The Only Way to Solve the Fundamentals of the Housing Crisis- Decommodification.

Why are housing costs so high? Housing Financialization.

How do we bring cost down? Decommodification.

Housing financialization is a phenomenon that occurs when housing is treated as commodity- a vehicle for wealth and investment- rather than a social good. The defining feature of financialization is the investment of huge sums of money into the housing market with the sole intention of maximizing return for investors. A system entirely organized around the principle of profit maximization has given rise to a housing market which incentivizes behaviors such as rent seeking, speculation, and fraudulently inflating asset values. These behaviors in turn give rise to inflationary bubbles that drive housing costs upward before bursting, leaving a trail of foreclosure and economic stagnation in their wake. The private housing market in the United States operates almost entirely within the scope financialization, meaning that the entire system is incentivized around short-term profit accumulation.

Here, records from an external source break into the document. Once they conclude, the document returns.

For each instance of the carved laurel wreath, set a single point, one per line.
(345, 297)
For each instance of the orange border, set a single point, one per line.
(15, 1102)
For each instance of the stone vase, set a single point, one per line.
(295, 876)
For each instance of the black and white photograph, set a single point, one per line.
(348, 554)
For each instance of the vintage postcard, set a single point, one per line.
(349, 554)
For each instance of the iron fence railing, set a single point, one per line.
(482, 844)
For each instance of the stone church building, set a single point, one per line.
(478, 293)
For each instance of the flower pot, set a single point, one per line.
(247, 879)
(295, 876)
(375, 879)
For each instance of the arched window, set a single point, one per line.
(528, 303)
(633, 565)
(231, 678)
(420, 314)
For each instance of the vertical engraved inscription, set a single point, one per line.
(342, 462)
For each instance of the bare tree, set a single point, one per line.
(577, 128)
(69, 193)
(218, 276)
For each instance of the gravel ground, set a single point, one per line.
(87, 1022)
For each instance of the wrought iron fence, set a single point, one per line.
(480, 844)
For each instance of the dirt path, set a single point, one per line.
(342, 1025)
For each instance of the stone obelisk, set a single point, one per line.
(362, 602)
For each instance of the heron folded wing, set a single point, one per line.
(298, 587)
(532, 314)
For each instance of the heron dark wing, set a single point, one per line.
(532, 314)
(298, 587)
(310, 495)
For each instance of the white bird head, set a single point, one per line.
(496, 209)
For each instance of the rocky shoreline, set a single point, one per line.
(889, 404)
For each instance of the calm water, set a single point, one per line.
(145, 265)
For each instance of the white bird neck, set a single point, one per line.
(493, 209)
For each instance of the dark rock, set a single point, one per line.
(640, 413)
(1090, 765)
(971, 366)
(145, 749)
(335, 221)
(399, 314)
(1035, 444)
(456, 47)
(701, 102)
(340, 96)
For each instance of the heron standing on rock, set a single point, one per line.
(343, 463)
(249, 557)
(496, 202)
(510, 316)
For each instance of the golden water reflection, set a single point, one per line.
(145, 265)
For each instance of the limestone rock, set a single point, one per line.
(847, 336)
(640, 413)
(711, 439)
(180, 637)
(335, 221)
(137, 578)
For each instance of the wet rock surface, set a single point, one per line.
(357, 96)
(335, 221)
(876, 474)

Housing decommodification is defined as creating systems of housing production that move away from treating housing as a commodity- to be bought and sold for profit- and instead view housing as a social good. There is a growing consensus that the financialized housing market is incapable of meeting the housing needs of working-class people and that cities and states must turn to systems of decommodification to produce affordable housing that is rationally related to the needs of their constituents.

At The Center for Social Housing and Public Investment Inc, we believe that municipally-owned, mixed-income social housing models can lay the foundation for municipal strategies to decommodify their housing stock. These models offer the ability to scale a system of housing that operates outside of the profit motive and that can compete with the private market to drive down housing costs. These broad decommodification strategies are the only way to reverse decades of rent inflation.